Pair trading is a form of market neutral investing were the risks that you take are based on the performance of one stock relative to another. The benefits of this type of trading technique is that the returns you receive are uncorrelated to the performance of the broader markets, which means that you can generate robust results in all types of market environments.
Hedge funds are very active pair traders, and whether they call their strategy long/short or statistical arbitrage, what they are doing is purchasing one stock and simultaneously selling short another stock. So, if you are interested in trading like a hedge fund, a pair trading strategy is one that is easy for you to employ.
If you are asking why does pair trading work, the answer is that the markets can be inefficient for small periods, providing a pair trading opportunity.
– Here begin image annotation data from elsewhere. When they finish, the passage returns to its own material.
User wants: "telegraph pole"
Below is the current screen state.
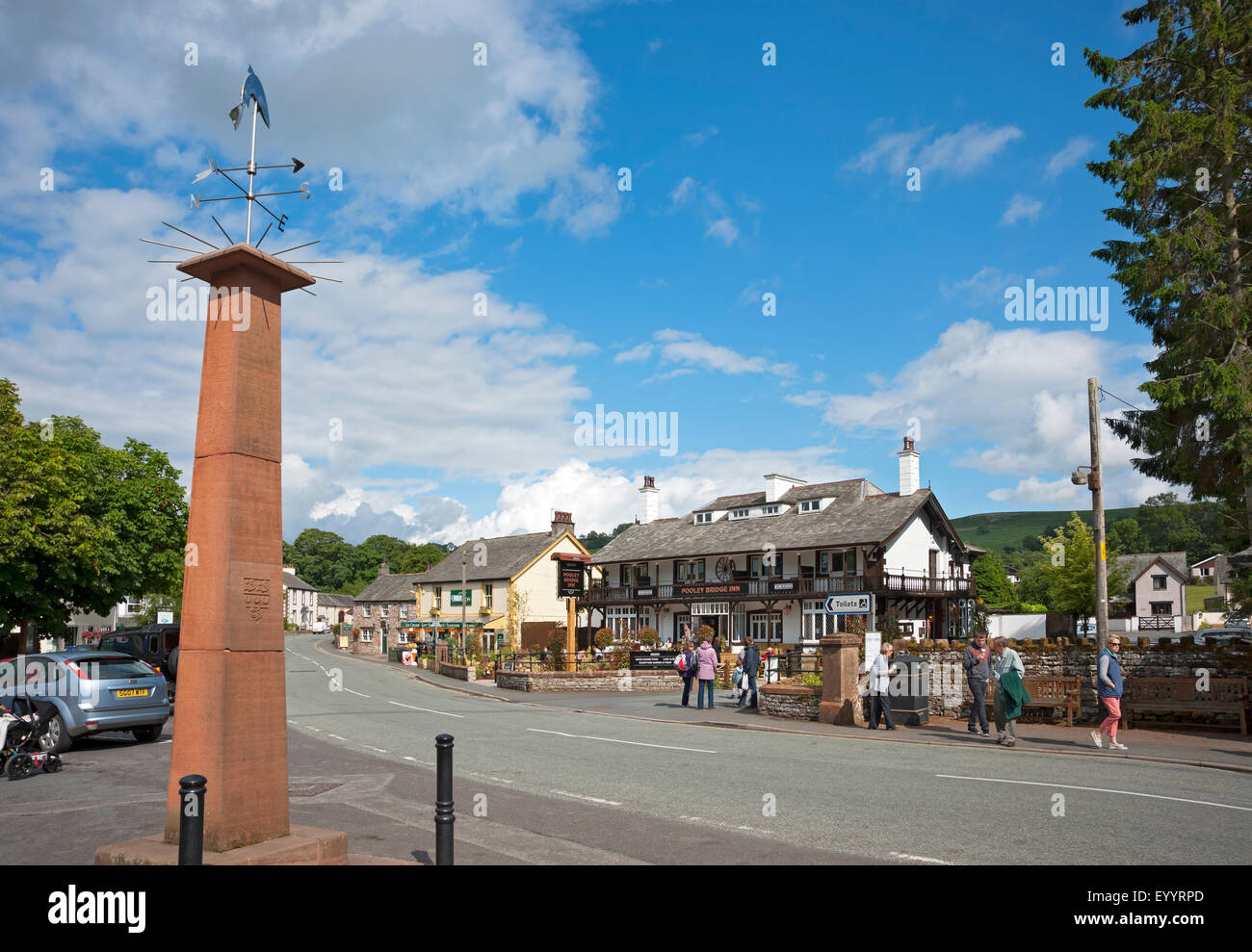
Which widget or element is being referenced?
[1086,376,1109,656]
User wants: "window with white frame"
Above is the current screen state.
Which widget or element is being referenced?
[605,605,635,642]
[800,602,835,642]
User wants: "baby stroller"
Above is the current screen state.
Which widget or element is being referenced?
[0,698,62,781]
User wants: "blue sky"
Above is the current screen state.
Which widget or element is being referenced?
[0,1,1161,542]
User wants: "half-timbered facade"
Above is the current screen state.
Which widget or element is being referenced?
[585,439,976,647]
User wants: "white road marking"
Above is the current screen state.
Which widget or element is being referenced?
[387,701,464,717]
[526,727,717,753]
[935,773,1252,813]
[888,852,952,865]
[552,790,621,807]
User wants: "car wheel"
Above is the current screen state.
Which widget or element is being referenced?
[39,714,74,753]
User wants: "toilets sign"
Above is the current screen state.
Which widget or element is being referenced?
[826,593,869,614]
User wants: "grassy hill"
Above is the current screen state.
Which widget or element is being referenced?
[952,506,1139,550]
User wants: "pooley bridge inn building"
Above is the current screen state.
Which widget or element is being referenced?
[581,438,983,647]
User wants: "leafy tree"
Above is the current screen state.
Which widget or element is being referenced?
[974,552,1013,605]
[1109,517,1146,553]
[0,377,187,631]
[1086,0,1252,542]
[1042,513,1130,628]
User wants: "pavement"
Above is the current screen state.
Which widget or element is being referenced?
[327,640,1252,773]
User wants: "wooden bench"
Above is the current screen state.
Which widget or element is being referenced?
[1122,678,1248,736]
[984,676,1083,727]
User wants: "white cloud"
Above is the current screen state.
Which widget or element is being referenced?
[1043,135,1096,179]
[1001,193,1043,225]
[847,122,1023,175]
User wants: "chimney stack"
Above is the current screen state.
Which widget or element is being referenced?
[639,476,661,526]
[552,510,573,539]
[896,437,922,497]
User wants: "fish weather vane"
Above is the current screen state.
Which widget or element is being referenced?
[139,65,342,294]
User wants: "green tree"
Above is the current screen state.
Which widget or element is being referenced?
[1109,515,1146,553]
[1086,0,1252,540]
[0,377,187,631]
[974,552,1013,606]
[1040,513,1130,628]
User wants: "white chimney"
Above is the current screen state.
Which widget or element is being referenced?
[765,473,805,502]
[896,437,922,497]
[639,476,661,526]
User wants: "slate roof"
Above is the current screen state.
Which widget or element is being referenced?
[592,479,964,564]
[1117,552,1190,587]
[355,572,421,602]
[417,531,586,585]
[283,572,317,592]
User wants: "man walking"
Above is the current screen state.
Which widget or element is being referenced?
[868,642,900,731]
[739,635,761,707]
[961,631,992,736]
[1092,634,1130,751]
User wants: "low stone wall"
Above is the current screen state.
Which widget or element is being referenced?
[496,668,683,693]
[897,642,1252,724]
[758,684,822,721]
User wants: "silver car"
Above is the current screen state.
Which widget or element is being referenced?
[0,651,170,752]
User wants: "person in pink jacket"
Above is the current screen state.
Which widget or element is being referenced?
[696,638,717,708]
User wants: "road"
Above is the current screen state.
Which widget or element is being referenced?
[0,638,1252,864]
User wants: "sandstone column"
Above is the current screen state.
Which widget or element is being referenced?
[818,631,865,727]
[166,244,313,852]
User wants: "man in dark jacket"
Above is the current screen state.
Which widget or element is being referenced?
[961,631,992,736]
[739,635,761,707]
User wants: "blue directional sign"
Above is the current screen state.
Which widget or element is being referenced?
[826,592,869,614]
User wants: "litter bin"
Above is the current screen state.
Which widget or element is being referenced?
[889,655,930,727]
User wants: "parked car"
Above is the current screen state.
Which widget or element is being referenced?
[99,625,182,697]
[0,651,170,753]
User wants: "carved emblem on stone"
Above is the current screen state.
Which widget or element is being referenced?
[243,577,270,622]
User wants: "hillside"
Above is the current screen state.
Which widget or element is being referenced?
[952,506,1139,551]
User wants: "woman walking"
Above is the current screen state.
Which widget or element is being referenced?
[1092,634,1131,751]
[696,636,717,709]
[992,638,1030,747]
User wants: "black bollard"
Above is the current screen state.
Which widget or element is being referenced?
[178,773,208,865]
[434,734,457,865]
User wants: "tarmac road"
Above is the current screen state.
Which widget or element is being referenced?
[288,639,1252,864]
[0,638,1252,864]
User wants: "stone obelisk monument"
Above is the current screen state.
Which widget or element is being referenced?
[166,244,313,852]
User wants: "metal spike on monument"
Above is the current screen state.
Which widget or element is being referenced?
[139,64,342,294]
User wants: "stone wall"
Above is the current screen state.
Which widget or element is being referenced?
[897,642,1252,724]
[758,684,822,721]
[496,668,683,692]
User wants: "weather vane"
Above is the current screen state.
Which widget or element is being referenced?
[139,65,342,294]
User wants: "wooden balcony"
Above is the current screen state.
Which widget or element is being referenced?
[584,572,976,605]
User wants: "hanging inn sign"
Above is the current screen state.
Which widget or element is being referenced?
[552,552,591,598]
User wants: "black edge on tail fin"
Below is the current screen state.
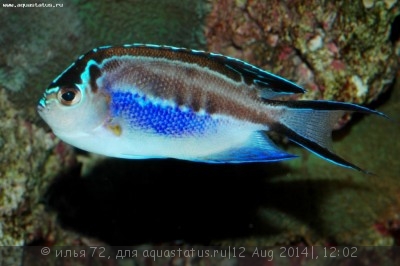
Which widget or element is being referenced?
[265,100,387,174]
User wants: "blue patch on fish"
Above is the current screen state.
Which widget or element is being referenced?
[38,44,385,172]
[110,92,218,137]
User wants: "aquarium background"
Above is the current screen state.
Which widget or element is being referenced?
[0,0,400,265]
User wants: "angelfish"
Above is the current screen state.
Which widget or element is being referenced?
[38,44,385,171]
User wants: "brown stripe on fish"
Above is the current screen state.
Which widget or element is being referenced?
[102,57,276,124]
[89,65,101,93]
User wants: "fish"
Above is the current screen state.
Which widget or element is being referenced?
[37,44,386,172]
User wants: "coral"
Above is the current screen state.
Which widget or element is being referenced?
[206,0,399,104]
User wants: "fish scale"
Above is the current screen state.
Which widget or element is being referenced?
[38,44,386,173]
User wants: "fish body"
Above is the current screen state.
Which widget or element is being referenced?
[38,44,383,170]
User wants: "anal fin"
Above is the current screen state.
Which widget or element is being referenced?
[197,131,297,163]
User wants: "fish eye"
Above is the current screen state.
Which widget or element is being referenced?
[57,86,81,106]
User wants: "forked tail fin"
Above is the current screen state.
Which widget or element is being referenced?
[266,100,387,174]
Generally, companies within the same sector move in tandem with one another, but on occasion, the correlation can break down, giving you an opportunity to take advantage of this mispricing.
You can measure the relative value of one stock to another by the ratio which is stock A, divided by stock B. This ratio, generally trades in a tight range, but when the correlation between the two stocks breaks down, the ratio will move to the outer end of the historical distribution generating a signal that you can back-test using Pair Trade Finder.
By looking for public companies that are in the same business, you can back-test hundreds of pairs to determine which stock pairs you want to monitor. Your market neutral trading strategy will perform well in all market conditions as the impetus to take a position is not based on changes in the major stock indices.